Together, the film’s central actors lean into the emotional messiness that complicates Tommy, Ruth, and Kathy’s shared friendship, which creates a sharp contrast between the film’s moving story and the mannered ways in which Romanek and Garland bring its cold, sterile world to life.
One of the great accomplishments of Alex Garland’s script for Never Let Me Go is the way it places us firmly inside the perspectives of its three main characters. Outside of the film’s opening expositional text, Never Let Me Go ensures that we never know any more or less than Kathy, Ruth, and Tommy. The movie forces us to look at the world through the eyes of people who do not know it the same way we do — seeing everything from the perspective of kids who were taught never to stray from the tragic paths already set for them.

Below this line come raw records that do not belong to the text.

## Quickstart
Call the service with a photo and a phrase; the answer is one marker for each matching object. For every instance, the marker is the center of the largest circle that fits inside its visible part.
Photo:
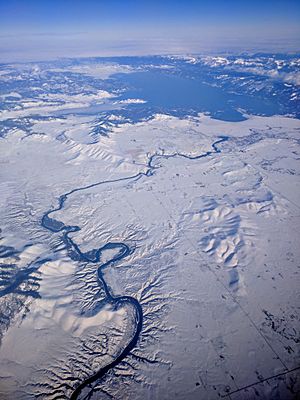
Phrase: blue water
(123, 250)
(180, 95)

Romanek only heightens that feeling, bringing the film’s alternate reality to life with an unintrusive but melancholic grace. Building off Garland’s script, Romanek often shows the film’s central characters standing on the other sides of physical barriers, whether they be glass windows, open doorways, or rickety country fences. It’s a subtle but well-calibrated choice — one that makes us constantly, subconsciously aware of Tommy, Ruth, and Kathy’s enforced separation from the rest of the “normal” world.
But few images from Never Let Me Go stick around quite as vividly after watching it as that of Tommy, Ruth, and Kathy on the beach, looking out at a boat that’s run aground. It’s a loaded moment — three young people doomed to die, staring at a boat that was built but not allowed to set sail.
Never Let Me Go is streaming now on HBO Max.